MEF: pubblicato il rapporto su misure finanziate con i BTP green emessi nel 2025

(ASI) Sul sito del Ministero dell’Economia e delle Finanze è pubblicato il “Rapporto 2026 su Allocazione e Impatto – BTP Green” nel quale sono illustrati gli interventi finanziati attraverso le emissioni del BTP Green effettuate nel corso del 2025 che hanno raccolto sul mercato risorse per un valore complessivo di circa 13,6 miliardi di euro.

Di Redazione ASI 24 Giugno 2026 – 09:15 4 min di lettura

Riduzione emissioni CO2 per quasi 38 milioni di tonnellate ed effetti sul PIL per circa 20 miliardi di euro

(ASI) Sul sito del Ministero dell’Economia e delle Finanze è pubblicato il “Rapporto 2026 su Allocazione e Impatto – BTP Green” nel quale sono illustrati gli interventi finanziati attraverso le emissioni del BTP Green effettuate nel corso del 2025 che hanno raccolto sul mercato risorse per un valore complessivo di circa 13,6 miliardi di euro.

Tali interventi, riconducibili a spese del bilancio dello Stato con ricadute positive sull’ambiente,

comprendono progetti di investimento, spese di funzionamento e misure di incentivazione fiscale,

classificati all’interno delle sei categorie di spesa presenti nel “Quadro di riferimento per l’emissione di titoli di Stato green” del 2021. Le categorie riguardano: produzione di energia elettrica e termica da fonti rinnovabili; progetti per l’efficienza energetica; ammodernamento sostenibile nel settore trasporti; attività di prevenzione e controllo dell’inquinamento e interventi tesi a favorire l’economia circolare; azioni a tutela dell’ambiente e della diversità biologica; ricerca in materia di sostenibilità ambientale.

L’arco temporale in cui sono state erogate le risorse copre il quadriennio 2022-2025 e il Rapporto ne fornisce un’analisi dettagliata della distribuzione nel periodo, evidenziandone la ripartizione fra le suddette categorie, tipologia di spesa (in conto capitale, corrente o incentivo fiscale), settore

economico di destinazione e area geografica.

La categoria dimensionalmente più significativa è quella relativa agli interventi di efficientamento

energetico degli edifici – prevalentemente privati e, in misura più limitata, pubblici – realizzati grazie agli incentivi fiscali finalizzati a questo scopo, i quali, con poco meno di 6,2 miliardi di euro, coprono il 45,2% dell’allocazione totale.

La seconda voce quantitativamente rivelante è rappresentata dagli interventi nel settore dei trasporti, a cui corrisponde il 34,7% del totale (pari a oltre 4,7 miliardi di euro). Oltre che al potenziamento delle infrastrutture ferroviarie, attraverso interventi di manutenzione, elettrificazione delle linee esistenti e costruzione di nuove tratte AV/AC, si aggiungono investimenti per l’acquisto di mezzi di trasporto pubblico elettrici e incentivi per il rinnovo del parco veicolare di famiglie e imprese, nonché misure di sostegno volte a favorire il riequilibrio modale del trasporto merci verso il vettore ferroviario.

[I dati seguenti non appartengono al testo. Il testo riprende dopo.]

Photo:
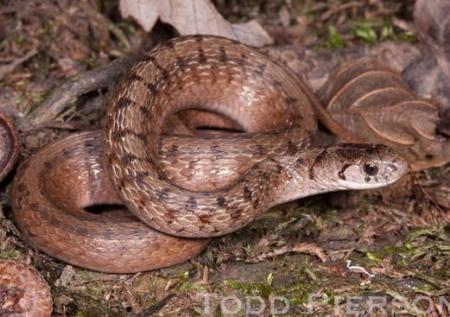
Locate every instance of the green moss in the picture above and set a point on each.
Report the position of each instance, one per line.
(254, 289)
(335, 39)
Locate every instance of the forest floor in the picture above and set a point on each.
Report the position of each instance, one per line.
(346, 254)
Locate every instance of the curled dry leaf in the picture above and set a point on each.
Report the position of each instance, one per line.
(193, 17)
(372, 101)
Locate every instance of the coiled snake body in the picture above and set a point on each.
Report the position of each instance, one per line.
(179, 184)
(260, 95)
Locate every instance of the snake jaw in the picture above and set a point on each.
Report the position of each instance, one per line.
(376, 167)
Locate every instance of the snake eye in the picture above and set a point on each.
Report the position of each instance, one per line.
(370, 169)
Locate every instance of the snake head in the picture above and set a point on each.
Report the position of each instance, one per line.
(365, 166)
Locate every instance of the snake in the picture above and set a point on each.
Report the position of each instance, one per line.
(259, 94)
(169, 190)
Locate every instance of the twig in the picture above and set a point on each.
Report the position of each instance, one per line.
(307, 248)
(69, 92)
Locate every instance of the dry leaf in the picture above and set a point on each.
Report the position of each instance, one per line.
(429, 77)
(193, 17)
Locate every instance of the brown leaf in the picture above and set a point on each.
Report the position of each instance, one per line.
(193, 17)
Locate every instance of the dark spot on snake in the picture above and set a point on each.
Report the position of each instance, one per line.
(140, 176)
(290, 100)
(242, 61)
(162, 194)
(169, 44)
(124, 102)
(21, 187)
(144, 110)
(236, 213)
(370, 169)
(217, 151)
(191, 204)
(350, 153)
(135, 77)
(292, 148)
(67, 153)
(173, 150)
(317, 160)
(48, 164)
(204, 219)
(277, 84)
(179, 61)
(34, 205)
(152, 88)
(82, 230)
(247, 193)
(260, 69)
(128, 158)
(201, 56)
(341, 174)
(152, 59)
(260, 150)
(198, 38)
(221, 201)
(223, 57)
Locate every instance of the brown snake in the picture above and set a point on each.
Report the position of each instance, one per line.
(49, 196)
(264, 98)
(181, 184)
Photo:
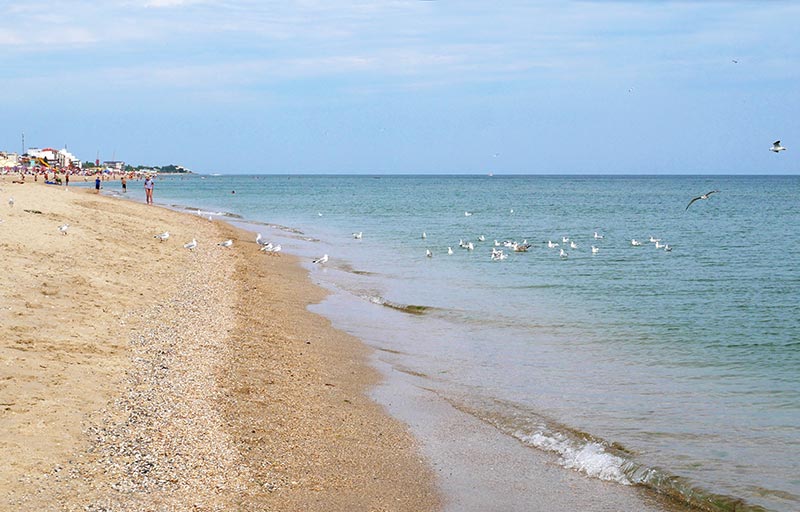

Alla tutela dell’ambiente e della diversità biologica – comprendente interventi di difesa del suolo,

contrasto al dissesto idrogeologico, parchi e riserve naturali, infrastrutture idriche – è indirizzata una quota pari al 9,4% (quasi 1,3 miliardi di euro), mentre 805 milioni (il 5,9% delle risorse) è stato

assegnato a misure di prevenzione e controllo dell’inquinamento atmosferico, del suolo e delle acque interne e marine, nonché ad interventi di recupero ambientale e gestione integrata dei rifiuti. Infine, 516 milioni di euro, pari al 3,8%, sono stati destinati alla ricerca in materia di sostenibilità ambientale, mentre una quota dell’1,1% (quasi 150 milioni) è rappresentata dagli incentivi fiscali per la produzione di energia elettrica da fonti rinnovabili e autoconsumata.

Oltre agli impatti ambientali, stimati in una riduzione complessiva delle emissioni di CO2 pari a circa 38 milioni di tonnellate, sono state elaborate anche stime delle ricadute socio-economiche degli interventi finanziati. In termini di prodotto interno lordo, nel breve-medio periodo (5-6 anni), l’impatto è quantificato in circa 20 miliardi di euro, corrispondenti a quasi lo 0,9% del PIL del 2025. A tale incremento di produzione corrisponde una ricaduta occupazionale di circa 318 mila posizioni di lavoro (ULA).

In questa edizione del Rapporto sono stati anche stimati gli effetti di lungo periodo – a regime – degli interventi finanziati, che portano ad un PIL aggiuntivo di circa 13 miliardi di euro nell’arco dei 10 anni successivi alla fase di realizzazione degli interventi medesimi.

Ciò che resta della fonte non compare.